Helene’s surroundings may be dreamy, but her day-to-day is decidedly not; any ambitions she once had appear to have been tucked away beneath the sheets of the beds she makes with ultra-crisp efficiency.
That changes one day when — while tidying a room at the seaside inn where she works — Helene witnesses a game of chess between a hotel guest and his girlfriend (Jennifer Beals, in a largely dialogue-less cameo). As the woman luxuriates in a silk slip, fingers the tendrils of her brunette mane and contemplates her next move, chess looks like the most stimulating, sexiest of pursuits. Suddenly, that which is stimulating and sexy is of enormous interest to Helene.
In short order, our heroine is teaching herself the rules of the game and becoming so chess-obsessed that everywhere she looks — at the crumbs on a checkered table cloth, or the black and white tiles of a floor that begs to be mopped — she sees the opportunity to advance another rook or bishop.

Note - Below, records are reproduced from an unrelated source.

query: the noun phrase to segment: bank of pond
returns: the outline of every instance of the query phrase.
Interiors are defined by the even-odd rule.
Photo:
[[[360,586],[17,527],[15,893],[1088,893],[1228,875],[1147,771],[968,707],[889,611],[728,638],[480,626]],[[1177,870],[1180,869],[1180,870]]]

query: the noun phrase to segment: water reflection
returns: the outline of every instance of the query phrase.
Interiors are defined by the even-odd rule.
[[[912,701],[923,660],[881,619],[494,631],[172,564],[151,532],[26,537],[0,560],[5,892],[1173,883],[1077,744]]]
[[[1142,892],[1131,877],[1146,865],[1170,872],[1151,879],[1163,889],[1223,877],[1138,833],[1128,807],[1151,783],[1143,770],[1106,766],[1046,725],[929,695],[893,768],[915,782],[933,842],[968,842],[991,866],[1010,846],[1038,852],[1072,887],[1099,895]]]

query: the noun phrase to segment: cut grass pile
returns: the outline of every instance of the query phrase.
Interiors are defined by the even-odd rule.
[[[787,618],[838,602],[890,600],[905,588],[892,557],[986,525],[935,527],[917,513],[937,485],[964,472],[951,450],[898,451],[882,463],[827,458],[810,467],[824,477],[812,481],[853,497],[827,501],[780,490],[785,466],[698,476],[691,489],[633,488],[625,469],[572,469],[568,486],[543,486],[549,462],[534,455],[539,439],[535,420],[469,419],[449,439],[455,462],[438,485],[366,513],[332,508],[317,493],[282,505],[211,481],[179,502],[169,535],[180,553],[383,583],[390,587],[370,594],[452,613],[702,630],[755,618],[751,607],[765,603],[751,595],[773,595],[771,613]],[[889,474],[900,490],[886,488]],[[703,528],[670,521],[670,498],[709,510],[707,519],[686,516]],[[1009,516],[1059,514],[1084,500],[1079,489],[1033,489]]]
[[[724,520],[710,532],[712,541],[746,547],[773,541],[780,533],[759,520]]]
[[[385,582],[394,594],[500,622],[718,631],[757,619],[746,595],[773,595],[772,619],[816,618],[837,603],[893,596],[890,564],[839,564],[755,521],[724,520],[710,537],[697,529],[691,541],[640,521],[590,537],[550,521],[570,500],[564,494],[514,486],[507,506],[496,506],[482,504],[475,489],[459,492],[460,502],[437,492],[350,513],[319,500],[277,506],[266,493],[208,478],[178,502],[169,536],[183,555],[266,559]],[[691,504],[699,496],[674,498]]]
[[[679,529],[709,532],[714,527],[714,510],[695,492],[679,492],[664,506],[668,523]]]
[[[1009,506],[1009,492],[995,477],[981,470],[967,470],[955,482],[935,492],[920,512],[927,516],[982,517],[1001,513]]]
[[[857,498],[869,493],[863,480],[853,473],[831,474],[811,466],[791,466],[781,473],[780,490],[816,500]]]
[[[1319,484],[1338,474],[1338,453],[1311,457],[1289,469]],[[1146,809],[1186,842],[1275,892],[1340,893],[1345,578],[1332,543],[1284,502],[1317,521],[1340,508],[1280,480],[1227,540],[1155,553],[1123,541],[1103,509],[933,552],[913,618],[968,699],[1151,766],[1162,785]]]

When it becomes clear that her solo tutorial sessions with an electronic chess board aren’t elevating her skills quickly enough, she seeks the assistance of Dr. Kroger (Kline), the ailing, reclusive widower whose home she regularly cleans. That relationship — which slowly morphs from board game mentorship to genuine friendship, inevitably sparking town gossip about a budding romance — ultimately becomes the engaging core of “Queen to Play.”
Kline convincingly travels from gruff to gentle in his role as a widowed intellectual who finds in Helene the opportunity to compensate for the support he failed to offer his artistically gifted wife. Any trace of the hyper-comic actor Americans know best from films like “A Fish Called Wanda” and “In and Out” disappears entirely behind Kroger’s scruffy beard, convincing expatriate’s French accent and subdued demeanor.
As solid as Kline’s performance is, though, this is really Bonnaire’s movie. As a woman whose hold on her emotions is as tight as her carefully twisted chignons, the veteran French actress manages to convey a range of feeling — yearning, frustration, triumph — with little more than the furrow of a brow and the quick flicker of a dimple. Helene does not fully understand the reasons for her sudden checkmate compulsion, but she’s still able to persuade us to root for her. Even more astonishingly, she succeeds in making chess both accessible and exciting, even for those whose knowledge of the game is based largely on our memories of “Through the Looking Glass.”
“The most powerful piece is the queen,” Helene’s daughter Lisa (Alexandra Gentil) reminds her during a moment of mother-child bonding. The teenager is referring to chess, of course. But by the end of this film, it’s clear who the queen really is and that she indeed owns an inner strength that might even make a summer blockbuster superhero a little envious.
Contains some strong sexuality and occasional language.